Sissie is in love. She has been telling me her feeling openly and I felt so bad for keeping things from her. I almost wanna ask her to pray for me, to have this feeling removed. But, I am just another coward after all. I dare not tell her the truth. I dare not let her know what's going on at my end.
Watching the new tv series about 新謠, and I immediately think about him. I know he would like this new tv series. Watching Triumph in the skies II and thinking of him too. I am totally 無藥可救了!I miss him very much.
Today, I was taking bus 30 to HBF, it was a long journey. I got down from the bus as I thought I have arrived at my destination after more 1 hour of bus journey, then I walked for about 3 bus stop later, and realised that I alighted at the wrong bus stop after seeing the ARC building. I had another choice of taking trim from TB station, but I chose to went back to the nearest bus stop. A lot of memories there and I don't want to be reminded again. I avoided to take train and chose the longer journey from my house to HBF to avoid all the unnecessary memories come back to me, and yet, I alighted at the wrong bus stop and saw the building that we went together before.

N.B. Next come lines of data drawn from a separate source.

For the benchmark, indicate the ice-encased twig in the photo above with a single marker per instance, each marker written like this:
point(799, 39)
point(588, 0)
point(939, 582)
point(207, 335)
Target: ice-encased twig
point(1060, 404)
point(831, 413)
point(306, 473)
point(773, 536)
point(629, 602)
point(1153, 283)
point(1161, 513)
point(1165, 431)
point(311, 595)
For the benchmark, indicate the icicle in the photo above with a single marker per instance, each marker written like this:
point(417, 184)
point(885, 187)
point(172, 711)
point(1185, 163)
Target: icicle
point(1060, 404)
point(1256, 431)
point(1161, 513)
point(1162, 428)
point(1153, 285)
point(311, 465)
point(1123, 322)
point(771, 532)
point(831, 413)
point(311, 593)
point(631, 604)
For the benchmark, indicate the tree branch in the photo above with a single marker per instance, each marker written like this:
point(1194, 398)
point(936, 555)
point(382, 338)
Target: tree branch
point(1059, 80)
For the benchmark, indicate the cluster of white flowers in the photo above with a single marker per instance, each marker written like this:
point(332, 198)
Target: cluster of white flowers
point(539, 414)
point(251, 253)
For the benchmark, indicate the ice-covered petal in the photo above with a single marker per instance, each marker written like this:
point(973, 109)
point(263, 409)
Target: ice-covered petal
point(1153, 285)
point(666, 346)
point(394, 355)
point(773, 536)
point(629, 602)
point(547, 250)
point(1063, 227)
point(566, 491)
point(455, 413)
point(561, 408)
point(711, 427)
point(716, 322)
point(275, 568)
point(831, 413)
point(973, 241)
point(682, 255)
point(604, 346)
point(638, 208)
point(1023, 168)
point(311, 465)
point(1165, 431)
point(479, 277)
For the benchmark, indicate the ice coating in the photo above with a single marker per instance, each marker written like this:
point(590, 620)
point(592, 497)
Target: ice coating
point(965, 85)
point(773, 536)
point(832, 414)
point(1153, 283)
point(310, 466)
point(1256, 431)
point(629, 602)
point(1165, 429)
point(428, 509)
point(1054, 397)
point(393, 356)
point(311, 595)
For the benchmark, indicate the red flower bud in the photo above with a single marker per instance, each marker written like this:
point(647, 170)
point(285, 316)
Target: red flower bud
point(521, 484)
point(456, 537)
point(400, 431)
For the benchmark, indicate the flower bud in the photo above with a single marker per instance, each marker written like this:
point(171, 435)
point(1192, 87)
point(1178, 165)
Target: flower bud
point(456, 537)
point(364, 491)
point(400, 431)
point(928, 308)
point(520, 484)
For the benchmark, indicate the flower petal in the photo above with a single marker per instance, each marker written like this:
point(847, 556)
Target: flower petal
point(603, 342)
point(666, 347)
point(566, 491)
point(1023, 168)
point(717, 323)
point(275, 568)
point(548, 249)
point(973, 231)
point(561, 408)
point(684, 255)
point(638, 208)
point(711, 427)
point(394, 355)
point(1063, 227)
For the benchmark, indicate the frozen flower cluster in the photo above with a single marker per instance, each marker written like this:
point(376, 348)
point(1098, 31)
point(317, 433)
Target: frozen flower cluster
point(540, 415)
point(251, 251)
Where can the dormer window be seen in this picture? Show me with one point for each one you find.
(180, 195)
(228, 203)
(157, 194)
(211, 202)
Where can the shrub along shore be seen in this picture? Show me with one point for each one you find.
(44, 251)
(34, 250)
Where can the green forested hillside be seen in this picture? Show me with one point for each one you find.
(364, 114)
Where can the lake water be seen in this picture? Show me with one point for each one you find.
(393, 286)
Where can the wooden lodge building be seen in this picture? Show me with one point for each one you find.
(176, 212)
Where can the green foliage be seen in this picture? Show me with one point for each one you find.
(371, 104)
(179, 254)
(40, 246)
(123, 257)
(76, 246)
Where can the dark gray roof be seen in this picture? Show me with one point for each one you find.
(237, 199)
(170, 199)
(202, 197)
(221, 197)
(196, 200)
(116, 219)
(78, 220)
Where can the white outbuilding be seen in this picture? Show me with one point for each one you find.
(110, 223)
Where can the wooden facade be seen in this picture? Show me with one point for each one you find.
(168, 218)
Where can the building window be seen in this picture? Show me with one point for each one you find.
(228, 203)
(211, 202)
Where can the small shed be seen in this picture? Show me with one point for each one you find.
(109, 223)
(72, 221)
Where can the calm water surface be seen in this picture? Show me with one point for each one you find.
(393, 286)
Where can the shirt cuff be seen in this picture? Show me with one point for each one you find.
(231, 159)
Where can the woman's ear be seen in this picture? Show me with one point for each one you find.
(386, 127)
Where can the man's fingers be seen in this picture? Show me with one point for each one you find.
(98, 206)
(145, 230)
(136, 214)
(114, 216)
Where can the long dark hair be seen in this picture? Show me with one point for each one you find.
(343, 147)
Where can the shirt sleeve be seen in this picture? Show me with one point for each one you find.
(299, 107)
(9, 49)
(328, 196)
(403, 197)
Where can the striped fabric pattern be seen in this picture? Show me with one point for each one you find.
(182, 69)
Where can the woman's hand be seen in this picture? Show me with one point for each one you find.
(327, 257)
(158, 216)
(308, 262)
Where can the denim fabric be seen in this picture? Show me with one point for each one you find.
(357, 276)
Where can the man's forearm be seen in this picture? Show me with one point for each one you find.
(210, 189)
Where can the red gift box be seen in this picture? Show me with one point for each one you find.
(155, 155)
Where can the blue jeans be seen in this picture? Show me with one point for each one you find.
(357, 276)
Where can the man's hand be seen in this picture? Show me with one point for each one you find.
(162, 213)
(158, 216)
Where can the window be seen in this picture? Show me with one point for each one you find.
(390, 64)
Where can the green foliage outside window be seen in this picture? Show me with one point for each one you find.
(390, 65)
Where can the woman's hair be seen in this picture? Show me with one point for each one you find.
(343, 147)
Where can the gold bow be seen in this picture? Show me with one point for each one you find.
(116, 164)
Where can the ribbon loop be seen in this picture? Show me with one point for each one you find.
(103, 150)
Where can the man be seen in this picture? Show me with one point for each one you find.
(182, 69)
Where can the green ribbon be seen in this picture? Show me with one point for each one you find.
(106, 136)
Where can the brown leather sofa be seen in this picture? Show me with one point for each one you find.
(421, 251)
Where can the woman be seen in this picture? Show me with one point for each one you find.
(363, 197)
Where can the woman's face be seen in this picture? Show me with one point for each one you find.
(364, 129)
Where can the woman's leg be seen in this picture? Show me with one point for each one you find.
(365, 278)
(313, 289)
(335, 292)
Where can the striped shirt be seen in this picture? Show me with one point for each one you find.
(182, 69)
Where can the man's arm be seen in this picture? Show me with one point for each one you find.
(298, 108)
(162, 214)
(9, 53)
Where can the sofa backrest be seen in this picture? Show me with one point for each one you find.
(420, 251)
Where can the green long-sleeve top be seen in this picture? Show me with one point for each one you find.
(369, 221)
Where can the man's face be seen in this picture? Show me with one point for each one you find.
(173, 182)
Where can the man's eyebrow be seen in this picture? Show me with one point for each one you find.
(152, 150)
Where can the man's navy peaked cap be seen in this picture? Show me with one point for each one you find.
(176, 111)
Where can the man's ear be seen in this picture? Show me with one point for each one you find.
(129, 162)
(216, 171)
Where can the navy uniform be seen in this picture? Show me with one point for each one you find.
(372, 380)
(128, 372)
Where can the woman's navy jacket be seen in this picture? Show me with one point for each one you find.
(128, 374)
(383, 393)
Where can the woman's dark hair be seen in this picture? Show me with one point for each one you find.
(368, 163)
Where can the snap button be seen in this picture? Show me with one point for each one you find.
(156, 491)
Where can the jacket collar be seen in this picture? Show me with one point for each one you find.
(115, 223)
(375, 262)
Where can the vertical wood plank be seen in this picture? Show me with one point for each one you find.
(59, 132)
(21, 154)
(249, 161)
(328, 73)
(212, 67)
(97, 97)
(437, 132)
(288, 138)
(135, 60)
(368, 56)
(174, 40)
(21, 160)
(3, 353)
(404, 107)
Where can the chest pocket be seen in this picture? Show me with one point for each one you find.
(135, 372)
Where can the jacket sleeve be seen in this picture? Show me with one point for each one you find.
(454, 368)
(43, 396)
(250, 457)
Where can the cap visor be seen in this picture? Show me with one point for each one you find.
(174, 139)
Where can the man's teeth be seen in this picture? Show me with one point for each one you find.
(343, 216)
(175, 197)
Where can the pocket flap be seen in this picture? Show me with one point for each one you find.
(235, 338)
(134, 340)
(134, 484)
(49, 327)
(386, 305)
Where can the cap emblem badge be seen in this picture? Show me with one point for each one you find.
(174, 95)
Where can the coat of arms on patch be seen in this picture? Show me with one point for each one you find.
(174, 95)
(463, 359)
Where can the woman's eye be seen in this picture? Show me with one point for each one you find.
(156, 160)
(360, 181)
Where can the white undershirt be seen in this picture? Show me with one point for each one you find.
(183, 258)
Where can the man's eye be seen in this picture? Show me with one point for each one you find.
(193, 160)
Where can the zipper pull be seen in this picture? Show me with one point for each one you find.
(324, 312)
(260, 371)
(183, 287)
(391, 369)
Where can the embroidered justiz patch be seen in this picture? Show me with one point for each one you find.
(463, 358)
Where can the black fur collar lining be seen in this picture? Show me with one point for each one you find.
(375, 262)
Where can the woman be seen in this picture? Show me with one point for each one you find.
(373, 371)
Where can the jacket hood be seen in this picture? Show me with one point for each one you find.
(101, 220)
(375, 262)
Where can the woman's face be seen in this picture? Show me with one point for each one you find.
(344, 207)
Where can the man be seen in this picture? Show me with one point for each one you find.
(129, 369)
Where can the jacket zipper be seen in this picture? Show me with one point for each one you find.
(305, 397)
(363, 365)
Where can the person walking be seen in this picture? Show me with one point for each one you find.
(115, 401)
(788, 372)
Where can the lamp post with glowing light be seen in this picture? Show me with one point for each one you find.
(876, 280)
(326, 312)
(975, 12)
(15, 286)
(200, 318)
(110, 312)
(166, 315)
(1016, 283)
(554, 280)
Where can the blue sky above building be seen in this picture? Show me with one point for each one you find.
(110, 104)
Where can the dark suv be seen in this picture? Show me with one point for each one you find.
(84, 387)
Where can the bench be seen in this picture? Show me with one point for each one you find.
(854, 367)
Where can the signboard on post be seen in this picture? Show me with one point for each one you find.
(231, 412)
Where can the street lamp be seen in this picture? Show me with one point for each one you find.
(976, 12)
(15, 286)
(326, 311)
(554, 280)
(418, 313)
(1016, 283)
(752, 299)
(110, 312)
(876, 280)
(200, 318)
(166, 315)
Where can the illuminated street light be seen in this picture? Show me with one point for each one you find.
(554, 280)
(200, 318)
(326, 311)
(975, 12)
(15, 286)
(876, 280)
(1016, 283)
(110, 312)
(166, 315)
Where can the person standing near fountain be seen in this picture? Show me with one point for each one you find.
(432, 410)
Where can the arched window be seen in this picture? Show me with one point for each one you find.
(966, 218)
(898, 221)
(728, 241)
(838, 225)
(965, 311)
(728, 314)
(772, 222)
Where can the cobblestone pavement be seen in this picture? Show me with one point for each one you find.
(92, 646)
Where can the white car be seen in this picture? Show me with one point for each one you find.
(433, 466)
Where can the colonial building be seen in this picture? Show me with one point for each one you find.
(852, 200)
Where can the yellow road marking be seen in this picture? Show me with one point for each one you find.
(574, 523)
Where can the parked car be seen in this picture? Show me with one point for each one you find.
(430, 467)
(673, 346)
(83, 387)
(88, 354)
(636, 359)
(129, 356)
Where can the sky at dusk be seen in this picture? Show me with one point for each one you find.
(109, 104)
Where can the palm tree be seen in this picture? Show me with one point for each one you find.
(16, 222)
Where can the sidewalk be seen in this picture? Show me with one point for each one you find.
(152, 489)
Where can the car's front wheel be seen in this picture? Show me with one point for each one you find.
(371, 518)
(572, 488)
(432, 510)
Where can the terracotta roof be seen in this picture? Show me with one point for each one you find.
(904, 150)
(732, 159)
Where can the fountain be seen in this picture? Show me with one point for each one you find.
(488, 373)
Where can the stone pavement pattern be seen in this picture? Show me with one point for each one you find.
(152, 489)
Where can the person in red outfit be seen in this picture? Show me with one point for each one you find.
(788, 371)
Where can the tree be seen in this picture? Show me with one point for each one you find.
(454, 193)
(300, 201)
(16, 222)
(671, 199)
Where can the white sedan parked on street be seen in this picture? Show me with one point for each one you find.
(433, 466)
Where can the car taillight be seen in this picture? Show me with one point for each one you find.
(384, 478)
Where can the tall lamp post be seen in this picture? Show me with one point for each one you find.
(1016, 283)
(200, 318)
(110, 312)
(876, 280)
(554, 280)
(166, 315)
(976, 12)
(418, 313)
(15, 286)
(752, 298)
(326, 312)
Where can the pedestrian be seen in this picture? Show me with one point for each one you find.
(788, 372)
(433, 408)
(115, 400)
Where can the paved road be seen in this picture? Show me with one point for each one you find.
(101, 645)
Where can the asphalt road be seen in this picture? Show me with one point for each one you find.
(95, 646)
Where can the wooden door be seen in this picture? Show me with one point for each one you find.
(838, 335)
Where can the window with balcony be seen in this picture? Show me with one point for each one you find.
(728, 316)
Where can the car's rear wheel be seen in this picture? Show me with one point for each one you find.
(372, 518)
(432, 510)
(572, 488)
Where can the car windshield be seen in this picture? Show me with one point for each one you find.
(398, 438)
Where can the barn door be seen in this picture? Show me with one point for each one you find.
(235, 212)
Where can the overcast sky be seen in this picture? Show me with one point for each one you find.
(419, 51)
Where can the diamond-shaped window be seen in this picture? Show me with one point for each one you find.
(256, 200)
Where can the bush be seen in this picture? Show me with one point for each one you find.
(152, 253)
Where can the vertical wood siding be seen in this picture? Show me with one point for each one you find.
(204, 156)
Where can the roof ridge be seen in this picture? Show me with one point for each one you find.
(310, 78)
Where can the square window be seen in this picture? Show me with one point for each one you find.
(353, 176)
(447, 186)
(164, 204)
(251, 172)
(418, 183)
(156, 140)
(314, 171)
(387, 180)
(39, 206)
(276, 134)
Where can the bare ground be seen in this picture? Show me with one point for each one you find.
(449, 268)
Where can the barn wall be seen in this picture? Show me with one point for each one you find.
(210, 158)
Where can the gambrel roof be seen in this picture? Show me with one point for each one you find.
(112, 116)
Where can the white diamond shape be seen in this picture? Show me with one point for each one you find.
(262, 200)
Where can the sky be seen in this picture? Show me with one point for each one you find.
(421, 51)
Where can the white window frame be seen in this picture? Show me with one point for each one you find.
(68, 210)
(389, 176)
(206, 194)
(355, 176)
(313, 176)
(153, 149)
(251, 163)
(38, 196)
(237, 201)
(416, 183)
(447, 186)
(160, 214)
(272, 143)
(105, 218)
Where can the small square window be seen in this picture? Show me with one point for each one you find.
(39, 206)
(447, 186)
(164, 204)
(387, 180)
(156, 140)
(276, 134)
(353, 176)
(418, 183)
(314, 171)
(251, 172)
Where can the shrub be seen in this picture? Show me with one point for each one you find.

We both know we can't continue this friendship. I know my feelings towards him. I bet he knew my feelings too, that's why he is avoiding me. I knew he doesn't like me the way I like him. I knew that he see me as a friend only. I knew how wrong it is but i don't know why the feeling kept growing.. Deeper and deeper... I am suffocating... I can't handle it anymore... Should I just let him know my feeling and let him end our friendship? I hardly wanna take the risk. But I think this is the only way stop me, by ending our friendship. I won't be able to see him using the name of friend.
Honestly, I don't want us to end this way, my heart is bleeding by thinking that we will end this way. But perhaps this is the only way. Lord, help me, help us.